In August 1999 Jobson scored one goal and assisted the other for Ann Cook as the Cobras lost the W-1 Championship to Raleigh Wings in a shootout after a 2–2 draw in front of a record 2,260 crowd at WRAL Soccer Center.

===Turbine Potsdam===
Immediately after the 1999 Championship game defeat, Jobson and Cobras teammate Lisa Krzykowski moved to Germany to play for Turbine Potsdam of the Frauen-Bundesliga. Jobson made 10 appearances and scored one goal for Turbine in 1999–2000.

===Atlanta Beat===

Jobson represented the Atlanta Beat of the Women's United Soccer Association (WUSA) for the three seasons of the professional league's existence. She was the Beat's fourth-round pick, 32nd overall in the inaugural draft.

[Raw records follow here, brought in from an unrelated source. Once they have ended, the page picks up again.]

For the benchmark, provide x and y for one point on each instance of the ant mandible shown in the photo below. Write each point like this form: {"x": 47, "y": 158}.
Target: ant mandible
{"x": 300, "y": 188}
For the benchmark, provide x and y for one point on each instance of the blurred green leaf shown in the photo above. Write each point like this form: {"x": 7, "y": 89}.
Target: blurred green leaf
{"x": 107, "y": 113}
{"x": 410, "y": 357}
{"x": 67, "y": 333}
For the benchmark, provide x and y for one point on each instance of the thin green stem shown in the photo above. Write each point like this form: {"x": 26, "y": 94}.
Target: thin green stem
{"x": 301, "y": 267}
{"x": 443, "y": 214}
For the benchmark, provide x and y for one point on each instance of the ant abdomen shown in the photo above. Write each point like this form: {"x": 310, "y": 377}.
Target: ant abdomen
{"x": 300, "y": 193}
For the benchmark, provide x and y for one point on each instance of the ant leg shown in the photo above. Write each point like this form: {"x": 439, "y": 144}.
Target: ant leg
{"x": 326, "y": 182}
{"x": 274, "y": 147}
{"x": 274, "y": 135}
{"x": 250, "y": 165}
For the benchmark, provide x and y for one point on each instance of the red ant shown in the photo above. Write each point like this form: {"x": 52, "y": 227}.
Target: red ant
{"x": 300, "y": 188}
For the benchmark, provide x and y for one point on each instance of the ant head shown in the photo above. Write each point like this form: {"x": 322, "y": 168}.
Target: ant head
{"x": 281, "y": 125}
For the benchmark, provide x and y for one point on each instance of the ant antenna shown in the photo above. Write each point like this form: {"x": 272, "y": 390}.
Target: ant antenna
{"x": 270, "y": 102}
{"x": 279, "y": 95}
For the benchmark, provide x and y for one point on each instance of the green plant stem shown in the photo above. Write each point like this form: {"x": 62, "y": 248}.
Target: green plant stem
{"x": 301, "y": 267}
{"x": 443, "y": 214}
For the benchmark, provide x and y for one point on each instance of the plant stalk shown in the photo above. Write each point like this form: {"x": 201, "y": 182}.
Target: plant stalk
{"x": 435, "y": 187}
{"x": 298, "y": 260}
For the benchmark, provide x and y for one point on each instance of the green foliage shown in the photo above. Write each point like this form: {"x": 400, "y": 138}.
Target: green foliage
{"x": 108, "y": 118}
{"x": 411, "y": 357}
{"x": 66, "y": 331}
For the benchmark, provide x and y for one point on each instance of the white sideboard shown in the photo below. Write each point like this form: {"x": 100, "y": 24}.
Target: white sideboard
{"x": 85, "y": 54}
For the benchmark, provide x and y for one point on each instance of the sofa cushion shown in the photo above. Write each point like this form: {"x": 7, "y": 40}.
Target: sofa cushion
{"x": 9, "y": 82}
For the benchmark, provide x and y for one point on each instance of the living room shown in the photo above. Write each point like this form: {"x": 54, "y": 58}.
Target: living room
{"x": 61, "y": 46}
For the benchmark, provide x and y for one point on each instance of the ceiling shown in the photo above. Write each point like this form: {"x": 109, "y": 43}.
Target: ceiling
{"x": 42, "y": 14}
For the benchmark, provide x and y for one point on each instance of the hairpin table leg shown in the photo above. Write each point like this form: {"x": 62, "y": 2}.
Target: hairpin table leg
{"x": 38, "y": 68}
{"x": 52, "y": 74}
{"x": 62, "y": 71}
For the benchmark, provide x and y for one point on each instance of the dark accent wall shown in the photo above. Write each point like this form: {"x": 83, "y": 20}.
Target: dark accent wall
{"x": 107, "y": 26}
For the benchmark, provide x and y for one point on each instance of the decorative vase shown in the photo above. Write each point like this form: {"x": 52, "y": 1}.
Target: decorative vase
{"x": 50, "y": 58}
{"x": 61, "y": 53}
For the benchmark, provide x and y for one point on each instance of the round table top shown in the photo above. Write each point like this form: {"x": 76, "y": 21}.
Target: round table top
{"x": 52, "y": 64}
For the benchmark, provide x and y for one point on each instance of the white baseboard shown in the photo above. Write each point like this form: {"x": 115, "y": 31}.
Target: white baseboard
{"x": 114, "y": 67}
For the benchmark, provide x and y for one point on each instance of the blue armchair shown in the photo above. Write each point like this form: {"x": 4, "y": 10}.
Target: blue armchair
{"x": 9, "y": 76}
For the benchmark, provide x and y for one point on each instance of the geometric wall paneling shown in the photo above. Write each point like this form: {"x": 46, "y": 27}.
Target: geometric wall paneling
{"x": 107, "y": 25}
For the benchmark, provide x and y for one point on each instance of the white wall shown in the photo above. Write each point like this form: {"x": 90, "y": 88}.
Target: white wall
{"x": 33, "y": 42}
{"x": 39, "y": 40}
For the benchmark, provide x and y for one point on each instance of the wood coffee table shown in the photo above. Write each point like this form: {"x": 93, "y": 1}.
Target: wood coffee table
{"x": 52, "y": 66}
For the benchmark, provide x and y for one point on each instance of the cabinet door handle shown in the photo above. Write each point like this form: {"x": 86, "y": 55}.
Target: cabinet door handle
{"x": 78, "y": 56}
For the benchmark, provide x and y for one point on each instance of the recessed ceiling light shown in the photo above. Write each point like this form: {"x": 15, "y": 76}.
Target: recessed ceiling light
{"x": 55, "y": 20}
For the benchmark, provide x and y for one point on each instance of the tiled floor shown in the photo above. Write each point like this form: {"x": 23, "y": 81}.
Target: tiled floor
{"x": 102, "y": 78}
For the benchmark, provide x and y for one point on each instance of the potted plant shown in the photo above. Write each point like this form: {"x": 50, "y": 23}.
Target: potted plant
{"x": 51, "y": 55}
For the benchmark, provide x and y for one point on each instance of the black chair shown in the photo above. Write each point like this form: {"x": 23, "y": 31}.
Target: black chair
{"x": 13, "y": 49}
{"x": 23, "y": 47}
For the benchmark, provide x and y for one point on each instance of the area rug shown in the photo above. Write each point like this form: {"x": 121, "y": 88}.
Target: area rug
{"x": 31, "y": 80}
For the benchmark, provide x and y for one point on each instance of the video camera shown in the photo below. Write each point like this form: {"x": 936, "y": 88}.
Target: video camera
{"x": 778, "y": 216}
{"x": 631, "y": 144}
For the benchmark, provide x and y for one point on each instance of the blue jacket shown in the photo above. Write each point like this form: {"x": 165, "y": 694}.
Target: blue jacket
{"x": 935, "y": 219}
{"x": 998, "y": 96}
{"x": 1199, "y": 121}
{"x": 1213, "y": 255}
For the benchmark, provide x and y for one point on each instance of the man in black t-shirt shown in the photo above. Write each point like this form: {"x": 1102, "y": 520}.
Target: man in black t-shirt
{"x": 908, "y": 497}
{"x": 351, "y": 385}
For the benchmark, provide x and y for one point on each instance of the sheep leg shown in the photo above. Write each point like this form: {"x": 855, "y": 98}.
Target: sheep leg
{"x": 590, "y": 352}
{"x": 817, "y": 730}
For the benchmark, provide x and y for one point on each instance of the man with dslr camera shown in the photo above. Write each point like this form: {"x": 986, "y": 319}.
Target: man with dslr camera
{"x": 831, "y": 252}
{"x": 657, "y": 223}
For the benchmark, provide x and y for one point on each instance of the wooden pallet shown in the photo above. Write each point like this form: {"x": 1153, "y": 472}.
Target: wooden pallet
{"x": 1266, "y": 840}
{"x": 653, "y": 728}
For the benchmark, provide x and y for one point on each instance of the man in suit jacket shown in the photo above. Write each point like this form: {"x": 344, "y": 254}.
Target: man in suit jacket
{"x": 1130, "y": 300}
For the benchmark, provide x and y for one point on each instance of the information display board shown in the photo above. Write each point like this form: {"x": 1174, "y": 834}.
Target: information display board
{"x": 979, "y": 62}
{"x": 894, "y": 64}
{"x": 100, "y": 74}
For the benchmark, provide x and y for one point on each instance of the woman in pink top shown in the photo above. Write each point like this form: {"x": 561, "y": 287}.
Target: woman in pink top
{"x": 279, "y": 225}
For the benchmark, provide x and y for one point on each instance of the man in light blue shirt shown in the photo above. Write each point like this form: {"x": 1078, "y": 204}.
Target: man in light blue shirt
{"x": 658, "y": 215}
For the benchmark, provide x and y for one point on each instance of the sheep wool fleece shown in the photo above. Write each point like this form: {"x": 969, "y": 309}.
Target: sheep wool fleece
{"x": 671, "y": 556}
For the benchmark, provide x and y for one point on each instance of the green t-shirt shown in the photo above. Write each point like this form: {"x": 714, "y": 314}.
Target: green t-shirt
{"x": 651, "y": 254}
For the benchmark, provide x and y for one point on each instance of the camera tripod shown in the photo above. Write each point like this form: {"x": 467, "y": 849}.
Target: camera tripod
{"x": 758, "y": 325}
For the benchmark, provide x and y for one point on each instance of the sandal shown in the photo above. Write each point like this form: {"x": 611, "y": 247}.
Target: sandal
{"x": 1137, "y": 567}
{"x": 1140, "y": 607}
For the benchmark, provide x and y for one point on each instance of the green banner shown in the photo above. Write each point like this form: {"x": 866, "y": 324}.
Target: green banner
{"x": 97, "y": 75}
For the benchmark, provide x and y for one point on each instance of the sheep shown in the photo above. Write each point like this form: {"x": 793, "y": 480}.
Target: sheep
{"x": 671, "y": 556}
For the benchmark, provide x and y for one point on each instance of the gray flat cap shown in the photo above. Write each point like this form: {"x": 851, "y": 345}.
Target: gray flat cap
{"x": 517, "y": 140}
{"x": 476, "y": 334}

In 2001 she recovered from a broken jaw sustained in preseason to play seven games scoring one goal, before suffering an anterior cruciate ligament injury on 17 June which caused her to miss the 2001 WUSA Founders Cup. In 2002, Jobson's season was characterized by rehabilitation. She started ten of 18 regular season appearances, was sent off against the Boston Breakers, and as a late substitute conceded a penalty kick in the 2–1 play-off defeat by Carolina Courage. In 2003 she made 15 regular season appearances (11 starts) and started the 2003 WUSA Founders Cup defeat by Washington Freedom.

===W-League return===
In 2004, she played for the W-League's Charlotte Lady Eagles, scoring once in five games, and in March 2005 signed for Atlanta Silverbacks. She scored four goals in four games for the Silverbacks in 2005.

==International career==
Jobson made her first appearance for the U.S. women's team against Canada on June 26, 2005, making her the second-oldest American player to earn her first cap. In July 2007, she was chosen for the U.S. 2007 FIFA Women's World Cup squad, making her the oldest U.S. player by four years to be named to a first World Cup roster.

==Playing style==
National team coach Greg Ryan described Jobson as a "fantastic defensive midfielder, very strong in the air but able to win balls on the ground," while former national team coach and WUSA color commentator Anson Dorrance admired her "work ethic". Jobson's coach at Atlanta Beat Tom Stone said of Jobson: "Her ability in the air is incomparable in our league and her tackles make her opponents shudder, but the value in her game lies in her heart".

==Coaching career==
Jobson was named head coach at Northern Illinois for the 2004 season, where her husband Paul was an assistant coach. She and Paul co-coached at Baylor University, with Marci contributing a record of 78-43-24 from 2008-14 as Baylor's co-head coach. She stepped down to assistant coach in 2014, and both resigned at the end of 2021 with a combined record of 97-57-26, including back-to-back trips to the Elite Eight in 2017 and 2018. Marci and Paul founded Warrior Way, a training and consulting club.

==Personal life==
Jobson is the youngest of eight children, whose names all begin with "M". She and Paul have four children.